As an individual, illiquid security with a risk of total and permanent loss, Ocea Group’s loan notes are much higher risk than a mainstream diversified stockmarket fund.

Before investing investors should ask themselves:

  • How would I feel if the investment defaulted and I lost 100% of my money?
  • Do I have a sufficiently large portfolio that the loss of 100% of my investment would not damage me financially?
  • Have I conducted due diligence to ensure the asset-backed security can be relied on?

The investment may be suitable for high net worth and sophisticated investors who will already be well aware of all of the above risks, are looking to invest a small part of their assets in corporate lending, have done sufficient due diligence, and feel that the return on offer is sufficient for the risks involved in lending to a small company.
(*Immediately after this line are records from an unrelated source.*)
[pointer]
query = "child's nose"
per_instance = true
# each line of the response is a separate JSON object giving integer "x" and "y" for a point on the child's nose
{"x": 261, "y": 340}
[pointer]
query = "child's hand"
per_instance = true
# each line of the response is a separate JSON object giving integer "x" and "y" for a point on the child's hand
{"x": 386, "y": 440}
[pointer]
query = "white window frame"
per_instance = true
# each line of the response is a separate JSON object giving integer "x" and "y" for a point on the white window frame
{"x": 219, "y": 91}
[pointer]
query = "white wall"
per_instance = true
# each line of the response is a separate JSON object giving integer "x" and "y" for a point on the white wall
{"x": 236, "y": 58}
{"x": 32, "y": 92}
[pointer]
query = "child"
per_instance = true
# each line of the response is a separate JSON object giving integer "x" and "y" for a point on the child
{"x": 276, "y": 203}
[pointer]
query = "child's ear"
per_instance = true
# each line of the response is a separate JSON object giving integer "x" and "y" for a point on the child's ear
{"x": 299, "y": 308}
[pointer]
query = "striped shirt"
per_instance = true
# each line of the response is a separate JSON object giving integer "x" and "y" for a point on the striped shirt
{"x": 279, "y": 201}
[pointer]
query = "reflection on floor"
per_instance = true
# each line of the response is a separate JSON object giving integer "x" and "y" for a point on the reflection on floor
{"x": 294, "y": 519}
If you are looking for a safe investment, you should not invest in corporate loans with a risk of 100% loss.

2 thoughts on “We review Ocea’s bonds paying 6.85% per year

  1. You appear to misunderstand what a Security Trustee does. A Security Trustee steps in when something bad has already happened and quickly acts on behalf of all bond holders to secure assets and recover value. If the assets have already disappeared as in the case of London Capital and Finance/Providence there is nothing left for a security trustee to recover. Both London Capital and Finance/Providence were scrutinised for compliant financial promotion by the FCA as fair clear and not misleading before launch and the management still allegedly sequestered the assets.

    Mini Bonds were designed by George Osborne for growing British SME’s to borrow directly from retail investors as the banks were not lending.

    A Mini Bond from a growing British SME with good prospects and recoverable domestic assets is worth considering by appropriate individuals spreading their risk. London Capital and Finance/Providence had most of the assets outside the UK which increased the difficulty of the security trustee recovering value..

  2. You appear to misunderstand what a Security Trustee does.

    As I haven’t mentioned the Security Trustee in the review (mainly because it is of peripheral importance for the reasons you outline) I’m not sure how you get that impression.

    A Mini Bond from a growing British SME with good prospects and recoverable domestic assets is worth considering by appropriate individuals spreading their risk.

    Professional independent due diligence is essential to verify that the domestic assets exist, are worth what the borrower says they are worth, and that any security is legally valid, if potential investors are investing on that basis. And that their “good prospects” are based on accurate financial data and reasonable assumptions.